- Bagryanka Location within Bulgaria
- Coordinates: 41°30′33″N 25°25′24″E﻿ / ﻿41.5090813°N 25.4234464°E
- Country: Bulgaria
- Province: Kardzhali Province
- Municipality: Momchilgrad
- Elevation: 462 m (1,516 ft)
- Time zone: UTC+2 (EET)
- • Summer (DST): UTC+3 (EEST)

= Bagryanka =

Bagryanka is a village in Momchilgrad Municipality, Kardzhali Province, southern Bulgaria.

==Landmarks==
The Old Mosque, found in neighboring village Momchilgrad, is situated about 3 km (2 miles) from Bagryanka. Built approximately 300 years ago, it remains an active place of worship. It stands out in the region for having two minarets and draws many people for prayer.

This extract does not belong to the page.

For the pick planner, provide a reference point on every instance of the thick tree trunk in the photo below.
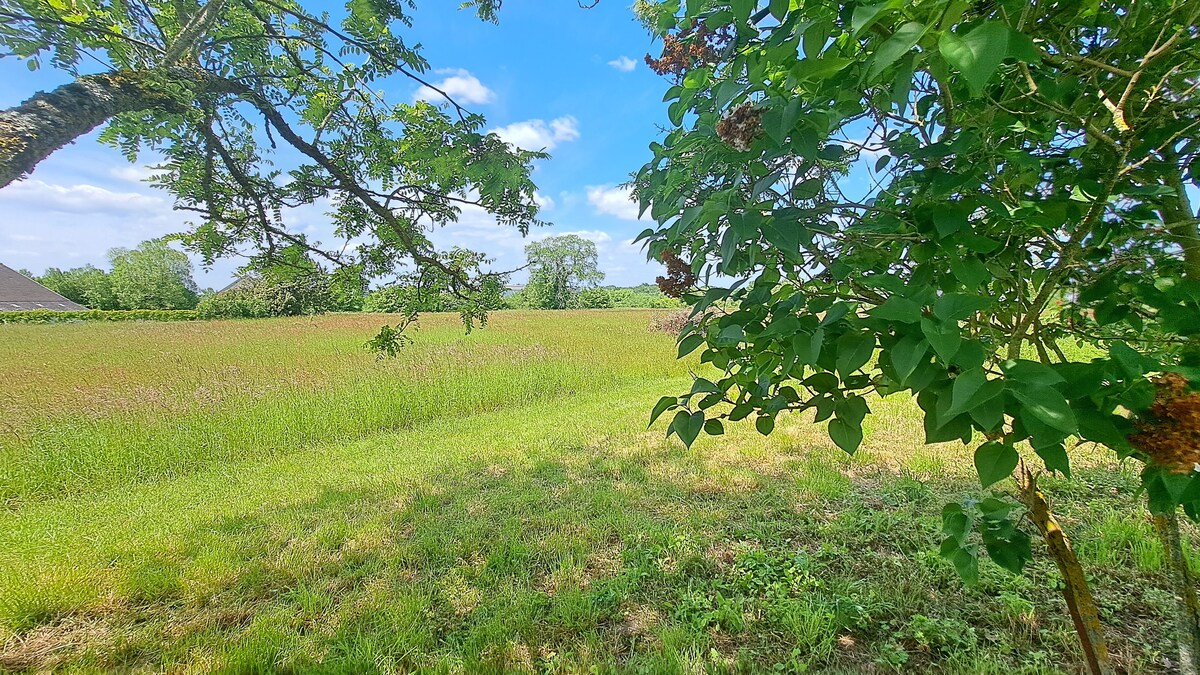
(1075, 591)
(36, 129)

The "Petrified Forest" is located in neighboring village Raven, roughly 11 km (7 miles) northeast of Bagryanka. This site features ancient trees that have turned to stone over about 30 million years. It is categorized as a protected landmark and attracts biologists, naturalists, and ecotourists, especially in the summer.

Reserve "Borovets" is another important location, situated around 11 km (7 miles) from the village. It is one of four reserves in the Eastern Rhodopes and plays a significant role in preserving the region’s pine forest habitat. The reserve includes various plant species like pine, oak, wild pear, apple, and prickly juniper. It also hosts several animal species listed in Bulgaria's Red Book and protected internationally.